On the next day, lawyer with the Committee Against Torture Timur Rakhmatulin pass the information on tortures to the Prosecutor’s Office.
On 12 August 2019, an unidentified person called the Orenburg branch of the Committee and informed that Aleksandr Belousov hanged himself. Belousov’s parents also contacted the Committee Against Torture, and after that we applied to the Investigative Committee and filed a number of motions on performing checking activities.
On 3 September 2019, the Investigative Department of the Investigative Committee of the Russian Federation for the Orenburg region opened a criminal case provided by part 1 of Article 110 of the Criminal Code of the Russian Federation (“incitement to suicide”). For 22 months of the investigation, the criminal case was dismissed four times due to absence of the criminal event.

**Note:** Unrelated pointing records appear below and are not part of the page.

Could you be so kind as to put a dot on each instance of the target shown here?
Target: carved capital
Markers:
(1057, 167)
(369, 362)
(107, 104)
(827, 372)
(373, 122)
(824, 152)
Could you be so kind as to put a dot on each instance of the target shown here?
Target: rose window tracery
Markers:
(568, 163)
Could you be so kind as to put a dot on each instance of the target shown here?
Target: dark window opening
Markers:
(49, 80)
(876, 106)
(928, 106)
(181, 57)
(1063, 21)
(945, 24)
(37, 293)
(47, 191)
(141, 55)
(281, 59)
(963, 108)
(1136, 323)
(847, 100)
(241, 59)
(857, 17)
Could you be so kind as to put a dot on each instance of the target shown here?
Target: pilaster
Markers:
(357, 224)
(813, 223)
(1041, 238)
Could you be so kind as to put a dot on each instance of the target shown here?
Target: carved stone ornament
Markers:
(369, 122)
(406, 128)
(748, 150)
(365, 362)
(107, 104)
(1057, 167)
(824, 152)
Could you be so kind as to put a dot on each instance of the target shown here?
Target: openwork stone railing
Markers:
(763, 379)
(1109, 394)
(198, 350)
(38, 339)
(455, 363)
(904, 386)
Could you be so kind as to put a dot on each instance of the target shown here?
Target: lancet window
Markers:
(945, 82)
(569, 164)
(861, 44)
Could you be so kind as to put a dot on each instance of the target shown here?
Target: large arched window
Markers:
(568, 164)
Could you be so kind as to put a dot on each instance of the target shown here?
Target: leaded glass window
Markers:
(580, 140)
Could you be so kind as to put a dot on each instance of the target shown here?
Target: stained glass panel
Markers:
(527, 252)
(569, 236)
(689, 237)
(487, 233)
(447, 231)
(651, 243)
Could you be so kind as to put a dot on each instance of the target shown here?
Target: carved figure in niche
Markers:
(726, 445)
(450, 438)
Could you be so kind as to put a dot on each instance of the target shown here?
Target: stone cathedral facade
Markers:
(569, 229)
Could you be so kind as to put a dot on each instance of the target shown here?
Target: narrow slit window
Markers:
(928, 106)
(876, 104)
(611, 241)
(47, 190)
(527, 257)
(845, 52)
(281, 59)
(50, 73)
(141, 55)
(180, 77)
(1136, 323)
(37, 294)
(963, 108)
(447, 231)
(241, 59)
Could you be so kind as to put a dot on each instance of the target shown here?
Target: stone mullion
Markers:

In their application to the ECHR, lawyers with the Committee Against Torture pointed out that, in violation of Article 2 of the European Convention (right to life), the state did not perform an effective investigation of Belousov’s death in the aspect of the responsibility of Penal Colony No.4 officers. In addition, in violation of Article 3 (prohibition of torture), no effective investigation was conducted after the reports on brutal treatment were submitted. Previously, the ECHR had already established the fact of tortures in Penal Colony No.4 of Orenburg – a convict and an applicant of the Committee told about batteries back in 2012.